HOWTO: Hidden Web Pages
by John Chambers

There is a lot of information on the World Wide Web that is not reachable by following hyperlinks, and which can only be found if you know the exact spelling of its URL. A number of studies have produced estimated that between 40% and 50% of the information on the Web is in such "hidden" pages.

I'm not talking about hiding things using any sort of encryption or inside databases that require invoking sophisticated CGI scripts. I'm talking about simple web pages that are "on the web" in the sense that anyone who knows the exact URL can type it to a browser and see your page, but the pages can't be found using any sort of search or by following hyperlinks. Hiding information this way is very easy, and requires no sophistication at all.

There's nothing tricky about this. The ability to hide information "in plain sight" has been part of the Web from the early days of the original NCSA and CERN web servers. It was part of their design. If you hide web pages this way, you aren't breaking any rules. You are using the Web the way it was intended to be used.

One very common reason for doing this is that you're working on a new part of your web site. You don't want to be bothered with email asking you dumb questions about the parts that aren't finished yet. This will just waste your time. So you "hide" it all from your public until it's finished. You can get at it from browsers, because you know the URL. You can do all the testing you need. Then, when you're ready, you can "release" it all instantaneously by adding a hyperlink from a public web page.

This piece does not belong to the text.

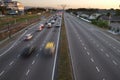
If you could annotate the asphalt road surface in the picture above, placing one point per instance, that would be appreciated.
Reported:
(94, 55)
(35, 67)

The basic technique is based on a simple concept: If you use a URL that names a directory, a web server will send you a listing of the directory's contents. You can click on any of the links in the directory listing to see the files or go down into subdirectories. However, if the directory contains a file called "index.html", the server doesn't send a listing, but sends the index.html file instead.

For the computer programmers amongst us, I shouldn't need to say anything more. You know how it works; now go off and do it. But the previous paragraph may need a bit more explanation for some readers. So I'll walk you through how to set up hidden files on your web site.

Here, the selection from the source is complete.